This should also be known as The Least Sexy Vampire Movie Ever.
How can you have a movie with David Bowie, Catherine Deneuve, and Susan Sarandon as vampires and it not be sexy?! There's gratuitous female nudity (in the first 9 minutes you get two different sets of boobs) and a girl-on-girl scene between the two female leads. For all of you people out there who really wanted to see Susan Sarandon bat for the other team, here you go! Also, seek help.
Ugh. So Miriam (Catherine Deneuve) is a two thousand year old vampire with a slight problem. All her turned lovers only stick around for a couple of hundred years before succumbing to the rapid degeneration of age. David Bowie is her most recent companion, who grows terrified of his declining prowess and seeks out Susan Sarandon, a doctor who specializes in Progeria research. Before he can convince her to help him, he gets all corpsey.
Side note: This is some of the best aging make-up I've ever seen in a film. That, and Catherine Deneuve's gorgeous wardrobe are the only compliments I can give this thing.
But, because he's a vampire, he can't exactly die, so Miriam sticks him in a coffin in her attic...with all the other, presumably aware, coffin-bound loves of her long life. Yeah, locked in a box, forever aging but unable to die? Not sexy.

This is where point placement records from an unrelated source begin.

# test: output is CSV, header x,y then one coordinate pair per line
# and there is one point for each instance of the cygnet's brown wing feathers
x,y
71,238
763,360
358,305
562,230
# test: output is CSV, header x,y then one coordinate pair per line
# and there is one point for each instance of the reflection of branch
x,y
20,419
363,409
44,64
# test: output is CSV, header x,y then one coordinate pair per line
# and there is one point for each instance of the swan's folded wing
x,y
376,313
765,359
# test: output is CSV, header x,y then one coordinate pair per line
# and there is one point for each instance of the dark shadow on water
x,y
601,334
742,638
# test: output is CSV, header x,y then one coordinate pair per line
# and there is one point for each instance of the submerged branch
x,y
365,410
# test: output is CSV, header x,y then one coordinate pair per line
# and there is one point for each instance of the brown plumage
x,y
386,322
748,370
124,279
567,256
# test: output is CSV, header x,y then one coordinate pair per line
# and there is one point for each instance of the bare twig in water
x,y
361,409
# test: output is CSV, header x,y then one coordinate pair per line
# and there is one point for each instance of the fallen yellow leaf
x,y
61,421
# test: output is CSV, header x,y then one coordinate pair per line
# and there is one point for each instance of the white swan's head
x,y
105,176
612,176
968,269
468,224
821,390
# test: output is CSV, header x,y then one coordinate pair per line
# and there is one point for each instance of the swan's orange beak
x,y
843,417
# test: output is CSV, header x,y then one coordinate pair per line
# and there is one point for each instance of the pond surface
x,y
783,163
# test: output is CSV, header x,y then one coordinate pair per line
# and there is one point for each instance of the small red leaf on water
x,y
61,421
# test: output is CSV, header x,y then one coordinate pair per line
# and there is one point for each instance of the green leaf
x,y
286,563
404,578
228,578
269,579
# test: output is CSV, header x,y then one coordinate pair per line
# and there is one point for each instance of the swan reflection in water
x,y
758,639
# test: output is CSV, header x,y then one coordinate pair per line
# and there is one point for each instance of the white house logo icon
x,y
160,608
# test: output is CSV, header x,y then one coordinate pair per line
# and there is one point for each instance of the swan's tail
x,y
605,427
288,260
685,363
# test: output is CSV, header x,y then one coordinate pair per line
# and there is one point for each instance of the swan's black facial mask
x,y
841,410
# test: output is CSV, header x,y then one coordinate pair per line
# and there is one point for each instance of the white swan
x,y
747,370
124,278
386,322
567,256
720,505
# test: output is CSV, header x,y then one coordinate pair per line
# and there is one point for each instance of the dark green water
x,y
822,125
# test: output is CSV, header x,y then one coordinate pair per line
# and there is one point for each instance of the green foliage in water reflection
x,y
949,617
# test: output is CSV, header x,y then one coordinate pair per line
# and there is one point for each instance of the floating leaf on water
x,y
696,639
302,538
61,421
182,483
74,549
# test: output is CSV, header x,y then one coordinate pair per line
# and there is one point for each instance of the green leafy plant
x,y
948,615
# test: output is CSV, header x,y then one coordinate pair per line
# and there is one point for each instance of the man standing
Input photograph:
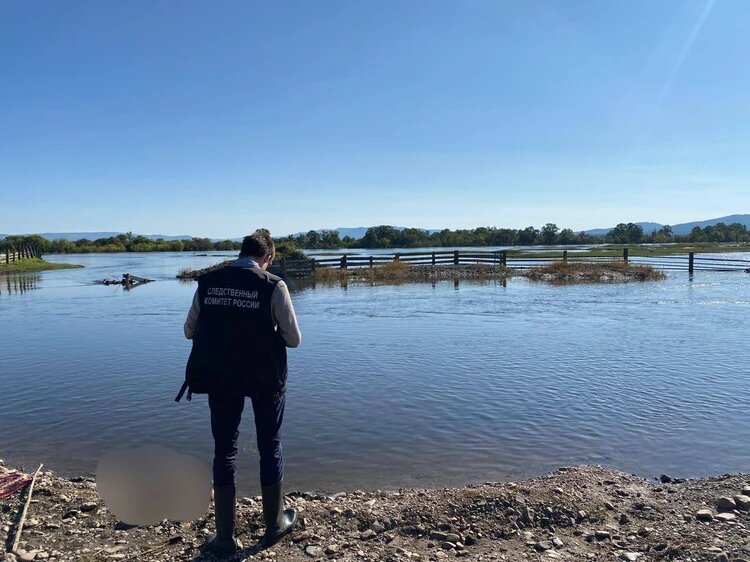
x,y
241,322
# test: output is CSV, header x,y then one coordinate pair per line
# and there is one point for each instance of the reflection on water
x,y
424,384
15,284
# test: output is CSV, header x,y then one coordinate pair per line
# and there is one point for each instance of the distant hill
x,y
682,228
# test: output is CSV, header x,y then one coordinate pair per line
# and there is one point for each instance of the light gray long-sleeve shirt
x,y
281,309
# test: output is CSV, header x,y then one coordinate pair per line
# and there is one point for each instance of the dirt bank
x,y
582,513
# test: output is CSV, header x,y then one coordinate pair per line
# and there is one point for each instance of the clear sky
x,y
214,118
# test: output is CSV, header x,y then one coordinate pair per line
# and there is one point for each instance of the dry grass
x,y
610,272
395,270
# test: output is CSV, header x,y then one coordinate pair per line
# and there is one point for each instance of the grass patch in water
x,y
565,273
32,265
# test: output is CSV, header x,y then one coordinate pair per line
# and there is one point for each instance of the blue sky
x,y
214,118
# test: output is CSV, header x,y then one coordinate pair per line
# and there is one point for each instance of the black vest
x,y
236,346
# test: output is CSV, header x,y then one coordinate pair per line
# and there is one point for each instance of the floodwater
x,y
393,386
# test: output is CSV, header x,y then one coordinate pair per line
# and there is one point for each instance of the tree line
x,y
389,237
550,234
121,243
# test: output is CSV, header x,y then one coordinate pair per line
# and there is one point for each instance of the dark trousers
x,y
226,413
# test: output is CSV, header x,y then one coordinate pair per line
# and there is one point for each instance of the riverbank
x,y
33,265
576,513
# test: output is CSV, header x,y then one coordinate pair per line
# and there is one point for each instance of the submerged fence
x,y
26,252
689,262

Doctor Sarandon tracks down David Bowie's information because she feels bad for blowing him off and introduces herself to the grieving Miriam...who immediately seduces and turns her. Like all rebound relationships, this ends badly and proceeds into one of the most WTF endings I've ever seen. Seriously, I'm well-versed in the various vampire canons and I cannot account for a single myth that would explain what the hell happened in the last few minutes of this movie.
It was directed by Tony Scott (Unstoppable, Man on Fire, and oh holy shit Top Gun?! Really?) who has done some of my favorite movies of the last 10 years. This will not be added to that list.